If you constantly check that what you are saying and doing matches the truth, you are like King Solomon. He was ready to execute his own friend for a perceived crime until he was reminded that the fault was his own. It is one thing to hold fast to the Truth, as all good Masons should, but if you lose sight of that Truth, you need to adjust yourself. Periodically, you need to review the facts of the world around you and adjust expectations. The worldly winds change constantly, and to steer a straight course you must sometimes adjust your sails. You don’t change your ship, your core ideas, but you adjust how you get to your harbor.
Those underground passages are something Disney learned from their experiences in Disneyland, their earlier endeavor. By planning ahead, they are ready for the changes in the future. Within the unseen crypts is everything they might need to meet the future’s needs. King Solomon laid away in our Secret Vault what he foresaw would be needed by mankind when he was no longer alive. If you learn from your past mistakes, you can avoid future errors. That’s a basic lesson we all learn, but sometimes we don’t learn the second half of that message.

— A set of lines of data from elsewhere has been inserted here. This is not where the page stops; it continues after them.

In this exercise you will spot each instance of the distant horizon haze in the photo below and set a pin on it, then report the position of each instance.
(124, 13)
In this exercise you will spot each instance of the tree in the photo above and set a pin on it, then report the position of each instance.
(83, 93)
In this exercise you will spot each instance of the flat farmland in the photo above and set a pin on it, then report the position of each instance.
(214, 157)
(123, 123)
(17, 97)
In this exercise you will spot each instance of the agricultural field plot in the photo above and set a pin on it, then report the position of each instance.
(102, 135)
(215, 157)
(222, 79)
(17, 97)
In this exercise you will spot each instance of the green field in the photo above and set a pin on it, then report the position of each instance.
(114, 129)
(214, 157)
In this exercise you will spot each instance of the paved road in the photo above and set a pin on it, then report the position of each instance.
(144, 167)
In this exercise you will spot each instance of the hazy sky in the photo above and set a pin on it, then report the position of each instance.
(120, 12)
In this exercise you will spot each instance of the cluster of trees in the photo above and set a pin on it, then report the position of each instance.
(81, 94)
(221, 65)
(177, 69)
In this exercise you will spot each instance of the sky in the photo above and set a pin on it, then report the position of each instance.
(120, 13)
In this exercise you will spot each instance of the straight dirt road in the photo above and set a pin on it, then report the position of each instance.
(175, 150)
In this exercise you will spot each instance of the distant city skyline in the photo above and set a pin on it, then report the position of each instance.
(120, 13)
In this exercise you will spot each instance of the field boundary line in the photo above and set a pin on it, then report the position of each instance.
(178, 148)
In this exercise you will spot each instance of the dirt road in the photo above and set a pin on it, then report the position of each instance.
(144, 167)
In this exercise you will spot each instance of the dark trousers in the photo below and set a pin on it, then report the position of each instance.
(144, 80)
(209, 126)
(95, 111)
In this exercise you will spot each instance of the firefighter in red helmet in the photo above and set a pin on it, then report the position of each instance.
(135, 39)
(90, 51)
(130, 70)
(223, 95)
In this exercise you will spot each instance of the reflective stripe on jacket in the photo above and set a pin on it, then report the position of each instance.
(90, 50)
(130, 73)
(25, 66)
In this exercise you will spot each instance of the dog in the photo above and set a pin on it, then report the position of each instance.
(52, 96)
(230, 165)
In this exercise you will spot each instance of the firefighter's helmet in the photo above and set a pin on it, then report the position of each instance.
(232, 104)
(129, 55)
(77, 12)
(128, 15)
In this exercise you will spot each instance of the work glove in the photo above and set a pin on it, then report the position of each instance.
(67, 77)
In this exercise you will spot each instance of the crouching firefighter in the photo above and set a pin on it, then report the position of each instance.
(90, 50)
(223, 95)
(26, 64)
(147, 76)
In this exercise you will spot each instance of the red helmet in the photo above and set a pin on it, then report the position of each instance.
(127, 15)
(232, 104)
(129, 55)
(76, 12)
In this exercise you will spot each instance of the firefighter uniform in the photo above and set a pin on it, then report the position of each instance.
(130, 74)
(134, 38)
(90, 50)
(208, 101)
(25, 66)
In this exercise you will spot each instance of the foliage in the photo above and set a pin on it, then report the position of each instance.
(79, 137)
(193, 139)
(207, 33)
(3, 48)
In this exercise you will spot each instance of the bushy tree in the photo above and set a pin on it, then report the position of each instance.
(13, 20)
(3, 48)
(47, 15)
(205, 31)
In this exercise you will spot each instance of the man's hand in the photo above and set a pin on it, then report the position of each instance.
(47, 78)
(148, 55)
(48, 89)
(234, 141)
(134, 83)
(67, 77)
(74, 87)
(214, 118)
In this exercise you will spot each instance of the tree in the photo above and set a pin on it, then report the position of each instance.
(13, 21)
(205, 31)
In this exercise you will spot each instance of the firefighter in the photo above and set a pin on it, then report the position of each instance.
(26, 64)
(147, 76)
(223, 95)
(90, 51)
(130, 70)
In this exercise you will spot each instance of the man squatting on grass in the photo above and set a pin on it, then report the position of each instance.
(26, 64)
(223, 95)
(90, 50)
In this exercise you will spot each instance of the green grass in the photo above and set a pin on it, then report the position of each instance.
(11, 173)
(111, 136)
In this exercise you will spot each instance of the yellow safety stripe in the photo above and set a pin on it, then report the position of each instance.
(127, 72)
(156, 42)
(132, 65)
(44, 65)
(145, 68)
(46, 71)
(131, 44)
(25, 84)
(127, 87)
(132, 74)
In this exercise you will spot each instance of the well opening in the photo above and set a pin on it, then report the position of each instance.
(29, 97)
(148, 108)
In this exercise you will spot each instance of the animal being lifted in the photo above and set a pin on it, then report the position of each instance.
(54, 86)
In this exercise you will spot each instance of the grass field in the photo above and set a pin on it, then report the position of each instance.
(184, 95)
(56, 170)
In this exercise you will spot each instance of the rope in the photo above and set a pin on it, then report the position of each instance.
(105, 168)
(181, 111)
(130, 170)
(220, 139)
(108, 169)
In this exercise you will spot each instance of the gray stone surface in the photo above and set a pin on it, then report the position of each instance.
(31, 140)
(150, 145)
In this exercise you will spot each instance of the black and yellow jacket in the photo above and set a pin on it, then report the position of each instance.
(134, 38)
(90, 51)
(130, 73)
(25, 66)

It’s good not to repeat a mistake, like avoiding running into a closed glass door for example. But if you don’t put a warning on that door, or a decal that other people can see, you haven’t done your best to help others. Planning only for yourself, or only for your immediate family and friends, is not enough.
Mankind is your family, that Brotherhood of Man under a Fatherhood of God, and every Companion is your friend. You may not have met them yet, and will never meet all of them, but always include them in your prayers and in your plans.